Philadelphia and other dioceses use estimates to count the flock. This can result in large fluctuations if methods change.

When Archbishop Anthony J. Bevilacqua arrived here in 1988 to head the Philadelphia Archdiocese, it appeared that he brought with him more than 130,000 Catholics.

In his first year, the official tally of church members leaped from 1.27 million to 1.40 million. It kept climbing during the next three years, as 54,000 more were added to the ranks.

Between 1992 and 1996 the trend reversed, and 52,000 Catholics apparently disappeared.

But by 2000, nearly 84,000 had reappeared: The archdiocese reported a "total population figure" of nearly 1.50 million for the Vatican's yearbook, Annuarium Statisticum Ecclesiae.

Have Catholics in the Philadelphia area been multiplying miraculously, like the loaves and fishes?

Only on paper.

Behind the numerical swings are the murky methods of religious nose-counting.

It is "at best an inexact science," said Mary Gautier, a nationally prominent Catholic researcher at Georgetown University in Washington. Statisticians, herself included, aren't always sure what to make of the numbers presented by bishops, for whom a big, robust diocese can carry what she called "bragging rights."

The Vatican claims a global flock of 1.1 billion, making Roman Catholicism the largest Christian church.

No one knows how many are devout believers warming a pew on Sundays. For accounting purposes, however, it doesn't matter. Baptism in the faith is the only requirement for inclusion on the rolls.

The church's world total is fed by many sources, from government censuses to parish registries.

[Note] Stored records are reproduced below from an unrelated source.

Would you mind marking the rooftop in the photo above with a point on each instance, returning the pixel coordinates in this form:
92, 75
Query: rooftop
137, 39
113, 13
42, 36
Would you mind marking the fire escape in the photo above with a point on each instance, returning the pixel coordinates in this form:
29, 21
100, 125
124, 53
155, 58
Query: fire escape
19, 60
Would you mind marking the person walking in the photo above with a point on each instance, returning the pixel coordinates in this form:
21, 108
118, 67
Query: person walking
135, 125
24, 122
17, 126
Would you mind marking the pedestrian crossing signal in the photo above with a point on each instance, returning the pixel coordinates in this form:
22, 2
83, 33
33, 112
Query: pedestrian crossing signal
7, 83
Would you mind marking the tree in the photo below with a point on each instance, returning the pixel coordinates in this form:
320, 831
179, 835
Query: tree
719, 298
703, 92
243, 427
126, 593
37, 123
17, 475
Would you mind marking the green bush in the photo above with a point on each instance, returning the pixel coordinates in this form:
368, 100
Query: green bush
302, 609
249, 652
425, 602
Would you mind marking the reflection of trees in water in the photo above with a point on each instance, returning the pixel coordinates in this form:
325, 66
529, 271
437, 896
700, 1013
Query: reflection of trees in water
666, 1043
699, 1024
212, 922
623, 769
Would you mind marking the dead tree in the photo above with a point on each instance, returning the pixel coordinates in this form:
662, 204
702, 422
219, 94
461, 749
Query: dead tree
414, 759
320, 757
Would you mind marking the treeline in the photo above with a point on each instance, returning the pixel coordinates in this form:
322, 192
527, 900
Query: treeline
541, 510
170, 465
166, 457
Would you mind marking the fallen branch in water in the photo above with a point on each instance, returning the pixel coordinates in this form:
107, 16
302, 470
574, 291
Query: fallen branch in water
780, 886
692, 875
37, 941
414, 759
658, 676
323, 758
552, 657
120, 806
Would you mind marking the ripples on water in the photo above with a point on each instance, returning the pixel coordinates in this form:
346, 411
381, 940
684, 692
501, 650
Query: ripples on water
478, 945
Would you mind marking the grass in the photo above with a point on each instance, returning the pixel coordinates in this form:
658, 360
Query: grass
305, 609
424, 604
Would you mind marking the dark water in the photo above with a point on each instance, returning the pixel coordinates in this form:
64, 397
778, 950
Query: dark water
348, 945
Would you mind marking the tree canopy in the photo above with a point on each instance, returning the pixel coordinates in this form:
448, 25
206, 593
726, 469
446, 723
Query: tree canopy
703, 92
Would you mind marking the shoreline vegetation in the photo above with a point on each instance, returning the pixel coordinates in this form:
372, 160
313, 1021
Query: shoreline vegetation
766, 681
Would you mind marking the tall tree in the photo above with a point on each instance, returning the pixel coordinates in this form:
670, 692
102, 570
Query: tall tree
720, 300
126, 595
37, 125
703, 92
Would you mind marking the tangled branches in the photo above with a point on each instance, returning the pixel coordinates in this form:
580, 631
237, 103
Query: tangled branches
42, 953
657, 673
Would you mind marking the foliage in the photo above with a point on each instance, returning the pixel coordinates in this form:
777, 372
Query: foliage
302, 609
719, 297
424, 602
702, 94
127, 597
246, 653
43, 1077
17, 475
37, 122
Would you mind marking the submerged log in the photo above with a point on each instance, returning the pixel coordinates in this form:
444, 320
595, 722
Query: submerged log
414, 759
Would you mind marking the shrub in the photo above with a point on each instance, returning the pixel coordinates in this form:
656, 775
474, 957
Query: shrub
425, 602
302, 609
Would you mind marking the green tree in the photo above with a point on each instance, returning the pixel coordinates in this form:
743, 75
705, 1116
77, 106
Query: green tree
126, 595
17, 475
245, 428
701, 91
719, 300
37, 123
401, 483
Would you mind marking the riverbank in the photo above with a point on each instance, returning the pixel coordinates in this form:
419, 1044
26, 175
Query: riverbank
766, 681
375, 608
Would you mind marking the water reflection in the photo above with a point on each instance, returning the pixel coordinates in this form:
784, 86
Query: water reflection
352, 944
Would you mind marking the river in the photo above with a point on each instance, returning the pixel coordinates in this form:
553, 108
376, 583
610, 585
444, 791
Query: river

But also added in are sincere estimates, guesses and outright exaggerations, depending on the country, the diocese, and even the pastor doing the reporting.

For instance, in Africa - the only continent where Catholicism is said to be making dramatic gains - some dioceses are so poor, unstructured and understaffed that they can merely approximate memberships. Consider the Archdiocese of Dar es Salaam in Tanzania, which reports a Catholic membership that is exactly 30 percent of the city's population.

In Europe and Latin America, many national censuses ask households about religious affiliation, although not whether they practice that faith. Consequently, the numbers do not begin to reflect the serious ground the church has been losing among worshippers.

In the United States, the Census Bureau last asked about religion in 1930. So the job of counting Catholics falls to the 193 dioceses (including 15 Eastern Rite eparchies). Each year pastors provide the diocese with tallies of Catholics in their parishes. The figure usually is based on parish registration, sacramental records, and average Mass attendance every October.

However, many are asked to go a step further and take a stab at estimating the number of Catholics in their bailiwicks who are not registered.

That can be legitimate methodology, Gautier said, particularly where immigrants are a significant presence. Many newly arrived Latino and Asian Catholics do not sign up with a parish, either because it is not customary in their homelands, or because they are seasonal or illegal residents.

Occasionally, the guesswork produces "something gigantic," she said. "I have a problem with that."

The Philadelphia Archdiocese approximates its unregistered Catholics at 234,415 - about 16 percent of its total count.

Although Robert J. Miller, director of the archdiocesan Office for Research and Planning, called the estimates "pretty conservative," they have softened, if not masked, a 7 percent decline in registered members during the last three decades.

The sudden, substantial jump in membership during the late 1980s was largely an estimate of unregistered Latinos, according to Miller.

Cardinal John Krol had overlooked that population in the annual tallies. His successor, Bevilacqua, went to the other extreme and assumed that virtually all Latinos were Catholic. In fact, about one-quarter are Protestant.

In the 1990s, the archdiocese tried more realistic formulas, finally deciding in 2002 to claim 72.6 percent of all Latino residents as Catholics. That would place the present number around 150,000, Miller said.

The estimating does not end with them, however. It also sweeps much of the local college population onto the church rolls.

For instance, all 39,945 undergraduate and graduate students at the 11 Catholic colleges and universities in the archdiocese are included. So are 32 percent of students at the non-Catholic institutions, for an additional 50,000, and 25,503 more who visit those campuses' church-sponsored Newman Centers.

In the estimates, there is "probably some double-counting," said Miller, whose office is separate from the archdiocesan chancery where the figures are compiled. Young people, he said, are not usually removed from their home parish rolls when they leave for college.

Still, Miller said, he is confident that the numbers give a "fair picture" of the size of the Philadelphia Archdiocese. The latest official count - including estimates - is 1,462,388.